“I thought you’d like a portrait of your two favorite daughters,” said Miss Helen.
Mr. Frick closed his palm over the image briefly, then held it up for the entire table to see.
Mrs. Frick looked as if she were about to be sick.
“You are so incredibly thoughtless,” said Mr. Childs. “Why on earth would you desecrate that with your ugly mug?”
Miss Helen spoke through gritted teeth. “See, Father? That’s what I’ve had to put up with my whole life. You understand why I did it, right? To please you.”
Mr. Childs didn’t back down. “You’re only concerned with the will. Don’t pretend it’s anything else.”
“Childs!” Mrs. Frick had found her voice again. “That’s a terrible thing to say.”
Mr. Frick sat back in his chair, watching with what Lillian was sure was amusement the disruption unfolding around him. His beastly mistreatment of his children this afternoon didn’t square up with the softhearted man she’d met in the art gallery that late night, who was so tearfully proud and protective of Miss Helen. Late at night, among his treasures, was probably the only place he allowed himself to show any hint of compassion.
“Now we see what lies behind all of your flattery,” intoned Mr. Frick. “Both of you”—he pointed at Miss Helen and then at Mr. Childs—“ought to be ashamed. Martha would never have behaved so abominably. You’ll just have to wait, won’t you? Then again, patience was never your strength, either of you.”
He rose, but then sat down again, hard, one hand to his belly.
“What is it, Father, another attack?” Miss Helen placed a hand on his shoulder.
“Help me to my sitting room, Helen, would you?”
Mr. Childs rose to assist, but his sister called to Lillian. “Take his other arm, Miss Lilly.”
They brought him to the elevator and up to the second floor. By the time he reached the doorway to the sitting room he was looking a little less pale. He sat on the sofa, staring up at the coffered ceiling with a vacant expression on his face while Miss Helen fetched him a glass of water.
“Thank you, my love,” he said when she returned and knelt down at his feet, watching him drink and then holding the glass out for Lillian to take.
“Of course, Papsie. I’m sorry if I upset you.”
He put his hand on her cheek. “It’s a beautiful miniature. I will treasure it always. I do wish you could have grown up with Martha as your big sister. She had such a gentle nature. She might have tempered yours.”
The man knew exactly where to place the knife and turn it.

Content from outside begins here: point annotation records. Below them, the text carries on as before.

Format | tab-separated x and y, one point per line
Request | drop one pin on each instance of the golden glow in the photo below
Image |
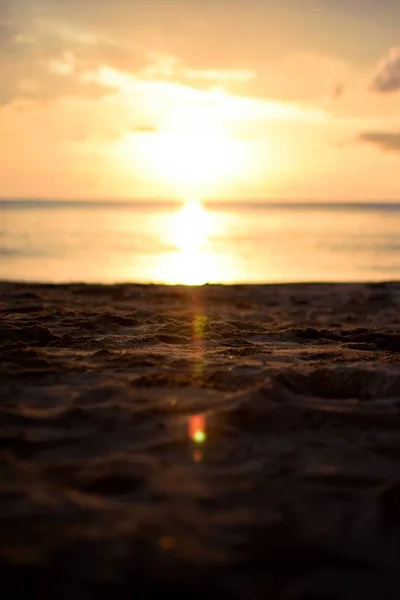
193	262
191	227
197	429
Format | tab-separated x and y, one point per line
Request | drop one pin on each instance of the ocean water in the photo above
195	243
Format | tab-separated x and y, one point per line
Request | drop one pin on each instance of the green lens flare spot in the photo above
199	437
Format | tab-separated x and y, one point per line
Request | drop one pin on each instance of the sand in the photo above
295	490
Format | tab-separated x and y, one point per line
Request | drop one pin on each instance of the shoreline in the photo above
236	441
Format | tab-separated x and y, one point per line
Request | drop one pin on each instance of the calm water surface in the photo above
195	243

“I admonished Martha for two years, stop crying, stop complaining.” Even though Mr. Frick’s eyes stayed on Miss Helen, she was no longer his focus; he’d disappeared into the memory of another daughter. “We didn’t know what she’d done. I thought she was being obstinate. It was my fault.”
“No, it wasn’t. You didn’t know,” Miss Helen assured him.

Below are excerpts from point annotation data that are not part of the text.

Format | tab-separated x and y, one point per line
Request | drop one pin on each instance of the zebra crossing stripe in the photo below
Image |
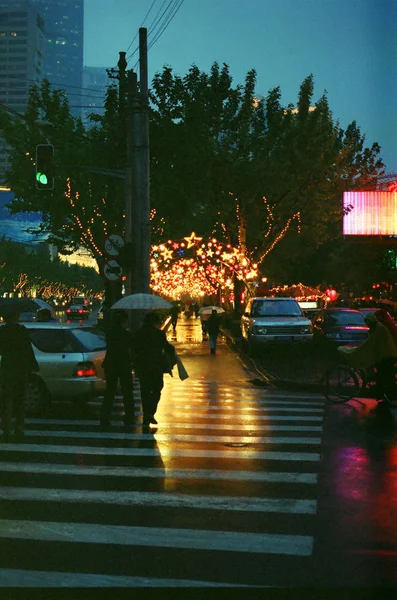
237	410
163	499
172	437
242	453
55	579
190	426
262	543
85	422
165	473
177	411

“I told them not to operate, to practice homeopathy, which I had great faith in. But what if I’d let them fix her properly? She might have improved, and those four terrible years of suffering would not have happened. In the end, she couldn’t eat, couldn’t drink, she wasted away. She could barely speak or breathe, she was so overcome with pain, her body riddled with sepsis. I gave her my hand to bite.” He held out the hand with the scar Lillian had noticed that night in the art gallery. “You see?”

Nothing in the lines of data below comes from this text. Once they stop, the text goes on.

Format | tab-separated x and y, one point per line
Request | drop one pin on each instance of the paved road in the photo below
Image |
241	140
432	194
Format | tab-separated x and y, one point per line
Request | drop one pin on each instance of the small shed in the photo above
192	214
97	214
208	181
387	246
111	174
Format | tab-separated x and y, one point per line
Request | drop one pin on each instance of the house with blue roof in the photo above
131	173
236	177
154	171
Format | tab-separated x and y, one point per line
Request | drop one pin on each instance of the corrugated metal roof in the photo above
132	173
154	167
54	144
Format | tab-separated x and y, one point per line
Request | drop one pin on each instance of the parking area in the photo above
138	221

“I know, Papsie,” said Miss Helen. “You did what you could. It was a different time, we didn’t have X-ray machines, or proper medicine.”
“That was when your mother became ill with her neuralgia. I shouldn’t be so cruel. You’ll tell her I’m sorry, won’t you?”
“You can tell her yourself. She’s fine, we’re all fine.”
“You’re a good girl.”
Miss Helen smiled liked she’d been blessed by the pope.
Even with all their money, the family had been afflicted by tragedy that reverberated down the generations. Martha’s death had made them all their worst selves: Mrs. Frick fragile and ill, Mr. Frick cruel, their son desperate to cause trouble, and Miss Helen far too eager to please.
Downstairs, the doorbell chimed.
“It must be Mr. Danforth,” said Miss Helen. “See to him, Lilly. Have him return tomorrow.”
In all the fuss, Lillian had forgotten he was expected. She found him walking down the main hallway, looking confused.